OldJim, thanks for the clraification about why the failures appeared. For that very same reason it has always been a policy of ours to run a system or machine for 24 hours non-stop before delivering it to our customers. The time and power for the runoff cost less than even one service call, and fixing any problems prior to delivery means that the customers never see them. Shipping systems that don't have problems does a lot to enhance an organizations reputation, which is also quite valuable. And, in addition, we are able to learn from any problems that develop and avoid those design or assembly problems in the future.
Removing the neutral connection on the primary side would seem to be a reasonable solution, and it appears that nobody initially asked why that connection should be there in the initial design, since it did not carry any load current.
Oops - sorry , you're right i didnt make that clear.
What changed the first time was the duration of our test run.
Our usual run was for just an hour.
The transformers failed after seven hours at full load. They'd never before seen a run of that duration at that power. Even when we'd used the generators for longer periods it was at quite low load where third harmonic currrent wasn't excessive.
At low load the third harmonic current was modest enough, but it increased with excitation which increased with load.
Below half load they'd have lasted quite a long time.
The replacement transformers that failed more quickly were lower impedance. Engineering felt they'd be less lossy.
We reasoned that's the reason they lasted less time. Their delta secondary is a dead short for third harmonics because they're in phase as mentioned earlier. A hundred pound transformer just can't absorb all the harmonic from a two thousand pound generator. All the transformer has available to oppose the generator's ~5% third harmonic voltage content is its own impedance; and less impedance allowed more current.
Removing the neutral connection between the huge generator and the small transformer blocked third harmonic current, at the expense of mild neutral instability on the small transformer's primary side.. It's run fine since.
Thanks guys, for the questions - helps me improve my technical writing.
The generator and its excitation came as a package. The installer just hooked up the wires as shown.
The oversight originated at the supplier who integrated the package, which included the engine, generator, excitation, engine cooling and short term fuel delivery systems from several different manufacturers.
Our design reviews also failed to catch it, as did A/E's.

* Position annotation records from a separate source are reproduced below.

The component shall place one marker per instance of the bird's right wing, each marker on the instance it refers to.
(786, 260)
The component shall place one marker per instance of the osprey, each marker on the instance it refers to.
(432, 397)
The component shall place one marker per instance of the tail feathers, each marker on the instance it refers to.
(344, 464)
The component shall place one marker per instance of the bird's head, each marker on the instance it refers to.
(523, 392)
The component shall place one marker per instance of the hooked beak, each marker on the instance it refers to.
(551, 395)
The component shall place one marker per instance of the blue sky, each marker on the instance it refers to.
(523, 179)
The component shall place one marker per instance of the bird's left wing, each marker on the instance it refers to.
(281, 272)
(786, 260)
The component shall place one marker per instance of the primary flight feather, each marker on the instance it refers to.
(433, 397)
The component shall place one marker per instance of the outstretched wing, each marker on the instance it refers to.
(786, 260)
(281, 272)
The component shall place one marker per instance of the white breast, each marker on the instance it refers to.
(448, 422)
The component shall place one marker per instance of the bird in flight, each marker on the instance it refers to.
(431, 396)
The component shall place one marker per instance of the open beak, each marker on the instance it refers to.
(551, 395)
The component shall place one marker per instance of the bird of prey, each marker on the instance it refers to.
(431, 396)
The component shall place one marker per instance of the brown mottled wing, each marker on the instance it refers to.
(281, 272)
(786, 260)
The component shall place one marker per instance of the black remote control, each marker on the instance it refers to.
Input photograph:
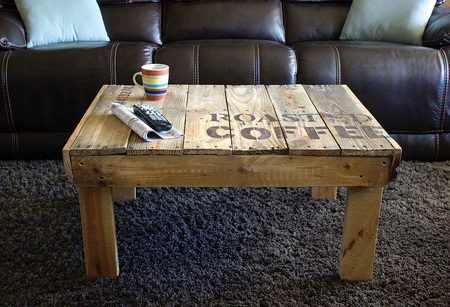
(152, 117)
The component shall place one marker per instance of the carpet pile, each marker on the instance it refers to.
(222, 246)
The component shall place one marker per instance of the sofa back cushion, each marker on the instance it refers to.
(313, 20)
(191, 20)
(139, 22)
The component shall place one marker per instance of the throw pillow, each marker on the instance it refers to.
(56, 21)
(388, 20)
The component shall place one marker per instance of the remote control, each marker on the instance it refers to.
(152, 117)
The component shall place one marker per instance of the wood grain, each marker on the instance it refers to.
(99, 232)
(253, 121)
(303, 128)
(359, 235)
(207, 122)
(353, 127)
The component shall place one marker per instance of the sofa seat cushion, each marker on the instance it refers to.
(55, 85)
(405, 87)
(229, 62)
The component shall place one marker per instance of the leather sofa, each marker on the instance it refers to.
(46, 90)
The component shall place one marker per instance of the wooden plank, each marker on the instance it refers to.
(104, 133)
(173, 107)
(323, 192)
(394, 144)
(124, 194)
(207, 121)
(354, 128)
(253, 121)
(99, 232)
(66, 150)
(362, 211)
(230, 171)
(303, 128)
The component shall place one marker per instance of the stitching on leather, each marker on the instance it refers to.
(198, 64)
(282, 20)
(193, 65)
(436, 146)
(4, 90)
(18, 27)
(115, 63)
(254, 65)
(444, 90)
(257, 65)
(110, 64)
(297, 68)
(337, 63)
(6, 96)
(15, 144)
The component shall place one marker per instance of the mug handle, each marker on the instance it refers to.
(134, 79)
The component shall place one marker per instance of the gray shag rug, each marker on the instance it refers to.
(222, 246)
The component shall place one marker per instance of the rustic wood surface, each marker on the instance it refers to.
(237, 136)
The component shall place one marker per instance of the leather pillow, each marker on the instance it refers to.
(386, 20)
(56, 21)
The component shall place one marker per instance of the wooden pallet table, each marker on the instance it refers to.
(235, 136)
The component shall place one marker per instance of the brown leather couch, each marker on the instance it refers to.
(45, 90)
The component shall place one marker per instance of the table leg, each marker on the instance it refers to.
(362, 211)
(99, 232)
(323, 192)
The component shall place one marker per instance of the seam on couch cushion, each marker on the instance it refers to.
(444, 90)
(196, 65)
(6, 97)
(337, 61)
(256, 65)
(113, 63)
(436, 147)
(15, 144)
(22, 32)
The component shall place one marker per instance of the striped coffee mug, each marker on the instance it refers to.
(155, 79)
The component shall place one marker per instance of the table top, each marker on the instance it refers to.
(318, 120)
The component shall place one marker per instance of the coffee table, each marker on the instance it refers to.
(235, 136)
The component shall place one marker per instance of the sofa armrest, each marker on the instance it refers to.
(437, 32)
(12, 30)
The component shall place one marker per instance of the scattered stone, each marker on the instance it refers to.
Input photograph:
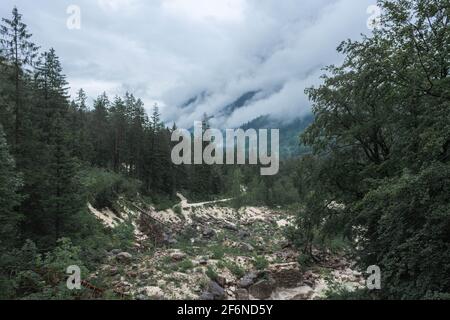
(286, 275)
(246, 247)
(124, 257)
(230, 226)
(247, 280)
(113, 271)
(208, 233)
(207, 296)
(222, 281)
(262, 289)
(243, 234)
(177, 256)
(216, 290)
(304, 293)
(242, 294)
(154, 293)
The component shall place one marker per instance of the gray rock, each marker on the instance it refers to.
(124, 257)
(243, 234)
(216, 290)
(230, 226)
(246, 247)
(242, 294)
(247, 280)
(208, 296)
(222, 281)
(208, 233)
(141, 297)
(305, 292)
(262, 289)
(177, 256)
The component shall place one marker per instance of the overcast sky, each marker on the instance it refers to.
(168, 51)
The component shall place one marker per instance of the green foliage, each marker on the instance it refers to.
(234, 268)
(260, 262)
(380, 169)
(104, 187)
(10, 182)
(211, 273)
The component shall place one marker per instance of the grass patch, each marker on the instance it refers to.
(260, 262)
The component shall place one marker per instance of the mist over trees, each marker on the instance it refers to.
(376, 176)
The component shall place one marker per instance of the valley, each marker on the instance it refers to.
(209, 251)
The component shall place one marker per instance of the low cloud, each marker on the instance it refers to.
(170, 51)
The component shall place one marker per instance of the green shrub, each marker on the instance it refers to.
(211, 273)
(260, 262)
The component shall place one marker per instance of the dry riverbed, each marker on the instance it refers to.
(210, 251)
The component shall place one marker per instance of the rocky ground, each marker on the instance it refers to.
(210, 251)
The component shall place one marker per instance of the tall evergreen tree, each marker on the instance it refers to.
(10, 182)
(18, 49)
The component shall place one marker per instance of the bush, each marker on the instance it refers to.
(260, 263)
(104, 187)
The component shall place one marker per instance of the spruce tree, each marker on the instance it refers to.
(17, 48)
(10, 182)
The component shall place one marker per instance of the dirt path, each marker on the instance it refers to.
(186, 205)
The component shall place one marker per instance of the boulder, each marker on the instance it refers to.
(208, 233)
(230, 226)
(242, 294)
(154, 293)
(263, 289)
(247, 280)
(286, 275)
(216, 290)
(177, 256)
(207, 296)
(124, 257)
(243, 234)
(304, 293)
(222, 281)
(246, 247)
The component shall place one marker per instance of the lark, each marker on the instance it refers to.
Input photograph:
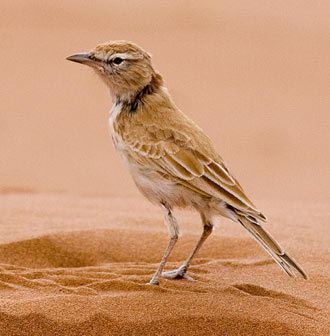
(172, 161)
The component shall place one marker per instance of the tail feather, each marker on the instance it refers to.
(288, 265)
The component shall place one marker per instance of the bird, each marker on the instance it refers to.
(172, 161)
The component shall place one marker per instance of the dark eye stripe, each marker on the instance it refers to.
(117, 60)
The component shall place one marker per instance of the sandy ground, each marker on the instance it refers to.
(79, 266)
(77, 241)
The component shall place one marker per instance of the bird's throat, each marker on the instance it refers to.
(134, 100)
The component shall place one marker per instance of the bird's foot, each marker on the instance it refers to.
(179, 273)
(153, 282)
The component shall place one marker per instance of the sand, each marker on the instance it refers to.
(79, 266)
(77, 241)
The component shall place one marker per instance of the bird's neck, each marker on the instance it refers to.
(132, 100)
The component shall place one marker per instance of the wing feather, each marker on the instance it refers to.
(182, 160)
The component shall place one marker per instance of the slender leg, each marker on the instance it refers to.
(173, 230)
(181, 271)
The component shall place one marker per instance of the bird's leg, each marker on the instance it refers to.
(173, 230)
(180, 273)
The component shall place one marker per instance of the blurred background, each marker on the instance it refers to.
(255, 75)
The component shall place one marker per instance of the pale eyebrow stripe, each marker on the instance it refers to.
(124, 56)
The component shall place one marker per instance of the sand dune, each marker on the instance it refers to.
(84, 279)
(254, 75)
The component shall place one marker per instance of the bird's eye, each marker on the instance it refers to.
(117, 60)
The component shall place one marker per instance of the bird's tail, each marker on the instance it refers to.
(288, 265)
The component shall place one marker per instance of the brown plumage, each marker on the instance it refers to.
(172, 161)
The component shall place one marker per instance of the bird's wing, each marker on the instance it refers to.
(187, 161)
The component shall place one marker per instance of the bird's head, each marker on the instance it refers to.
(123, 66)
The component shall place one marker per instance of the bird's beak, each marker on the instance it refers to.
(83, 58)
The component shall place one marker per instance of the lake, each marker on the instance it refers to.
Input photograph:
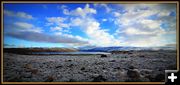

Lest i sound harsh on them,
it took us quite a while to find from the generator's original manufacturer just what was its harmonic content. It certainly wasn't given on the nameplate or in the instruction manuals.
I can understand that an excess amount of third hyarmonic power dissipated in the transformer would cause it to overheat, but I don't have a clue about why this problem suddenly appeared. And there is always that question about "what changed", when a working system stops working. So either that explanation was left out, or else I am missing something.
You leave the reader with the impression that it's the magnitude of the third harmonic content going into the smaller transformer that's the cause of the problem. But most power transformers can handle a somewhat higher flux level at 180 Hz than at 60 Hz. The real point here is it's the IMBALANCE at 180 Hz that's the real culprit (because this showed up in the neutral lead), and that could as well have been an imbalance in the load at that frequency as imbalanced generation across the phases of 180 Hz coming out of the generator. If you're going to publish a resolution of the problem please try at least to be accurate!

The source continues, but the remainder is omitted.